Now, since in the first year, the amount of simple interest is the same as the amount of compound interest, we will use the formulas of simple interest for the first year for calculations. 

It is given that the total interest earned from all three schemes during the first year is 10600.

=> $$\dfrac{30000\times10\times1}{100}+\dfrac{X\times8\times1}{100}+\dfrac{\left(70000-X\right)\times12\times1}{100}=10600$$

=> $$3000+\dfrac{8X}{100}+8400-\dfrac{12X}{100}=10600$$

=> $$\dfrac{4X}{100}=800$$

=> $$X=20000$$

Thus, the amount invested in scheme B is 20,000, and the amount invested in scheme C is 50,000.

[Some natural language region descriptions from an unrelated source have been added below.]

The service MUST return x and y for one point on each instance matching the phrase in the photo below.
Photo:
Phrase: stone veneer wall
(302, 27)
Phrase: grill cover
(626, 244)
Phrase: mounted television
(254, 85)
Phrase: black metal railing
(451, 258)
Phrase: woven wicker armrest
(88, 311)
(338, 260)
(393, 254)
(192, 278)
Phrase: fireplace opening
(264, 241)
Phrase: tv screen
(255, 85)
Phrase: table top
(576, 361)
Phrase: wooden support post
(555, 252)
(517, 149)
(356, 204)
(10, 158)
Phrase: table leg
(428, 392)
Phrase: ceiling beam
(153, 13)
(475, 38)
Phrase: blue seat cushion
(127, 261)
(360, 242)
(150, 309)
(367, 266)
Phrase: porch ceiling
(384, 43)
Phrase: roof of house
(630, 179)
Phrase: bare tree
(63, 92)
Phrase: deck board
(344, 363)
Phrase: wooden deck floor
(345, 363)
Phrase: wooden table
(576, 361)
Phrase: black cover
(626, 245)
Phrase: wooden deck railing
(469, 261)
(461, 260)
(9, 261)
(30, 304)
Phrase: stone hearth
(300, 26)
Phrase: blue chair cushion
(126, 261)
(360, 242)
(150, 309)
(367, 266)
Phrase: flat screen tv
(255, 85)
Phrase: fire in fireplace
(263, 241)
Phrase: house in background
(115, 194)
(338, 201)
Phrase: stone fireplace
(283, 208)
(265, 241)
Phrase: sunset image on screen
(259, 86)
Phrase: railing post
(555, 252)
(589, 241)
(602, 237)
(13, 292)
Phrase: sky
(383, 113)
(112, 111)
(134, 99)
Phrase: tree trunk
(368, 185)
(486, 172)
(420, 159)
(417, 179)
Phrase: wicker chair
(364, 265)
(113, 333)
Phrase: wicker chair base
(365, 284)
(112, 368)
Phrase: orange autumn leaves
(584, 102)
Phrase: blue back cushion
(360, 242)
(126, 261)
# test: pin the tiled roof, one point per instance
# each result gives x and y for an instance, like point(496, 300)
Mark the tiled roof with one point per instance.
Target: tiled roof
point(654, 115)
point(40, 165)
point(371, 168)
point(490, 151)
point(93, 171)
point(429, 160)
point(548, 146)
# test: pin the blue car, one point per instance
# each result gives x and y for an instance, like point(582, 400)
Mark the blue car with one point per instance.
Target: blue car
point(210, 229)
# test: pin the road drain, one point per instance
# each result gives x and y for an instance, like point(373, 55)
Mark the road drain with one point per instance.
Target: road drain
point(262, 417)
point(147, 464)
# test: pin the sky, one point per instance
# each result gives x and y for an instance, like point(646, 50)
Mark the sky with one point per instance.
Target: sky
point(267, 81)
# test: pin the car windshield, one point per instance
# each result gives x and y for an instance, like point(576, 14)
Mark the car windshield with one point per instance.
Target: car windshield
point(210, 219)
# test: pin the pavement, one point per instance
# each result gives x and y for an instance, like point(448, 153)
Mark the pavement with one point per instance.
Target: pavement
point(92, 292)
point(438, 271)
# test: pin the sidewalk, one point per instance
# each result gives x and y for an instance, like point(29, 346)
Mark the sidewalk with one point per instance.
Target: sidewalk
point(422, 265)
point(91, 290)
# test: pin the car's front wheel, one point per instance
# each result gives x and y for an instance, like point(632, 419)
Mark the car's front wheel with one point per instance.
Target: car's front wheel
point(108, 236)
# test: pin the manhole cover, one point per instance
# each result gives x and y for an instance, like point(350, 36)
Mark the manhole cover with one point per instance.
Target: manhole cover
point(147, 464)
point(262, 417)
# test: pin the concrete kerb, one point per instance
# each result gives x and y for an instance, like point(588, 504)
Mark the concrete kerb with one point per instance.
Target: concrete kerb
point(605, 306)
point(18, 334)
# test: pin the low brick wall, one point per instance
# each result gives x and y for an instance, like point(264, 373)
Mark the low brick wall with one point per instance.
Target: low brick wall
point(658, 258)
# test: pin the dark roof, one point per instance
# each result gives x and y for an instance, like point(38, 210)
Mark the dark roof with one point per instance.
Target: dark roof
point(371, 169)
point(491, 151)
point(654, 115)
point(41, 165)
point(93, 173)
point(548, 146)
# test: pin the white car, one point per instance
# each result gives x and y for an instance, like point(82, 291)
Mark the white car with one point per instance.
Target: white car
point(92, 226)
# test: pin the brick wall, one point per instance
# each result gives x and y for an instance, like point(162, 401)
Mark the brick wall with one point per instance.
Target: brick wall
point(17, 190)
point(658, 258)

The total amount at the end of 2 years will be = $$30000\left(1.1\right)^2+20000\left(1.08\right)^2+50000\left(1.12\right)^2$$

The total amount at the end of 2 years will be = $$36300+23328+62720=122348$$

Thus, the interest earned in the 2 years will be = $$122348-100000=22348$$

Now, the interest earned in the first year was 10600. Thus, the interest earned in the second year will be equal to the total interest earned over the two years minus the interest earned in the first year.

Thus, the interest earned in the second year will be = $$22348-10600=11748$$ Rupees.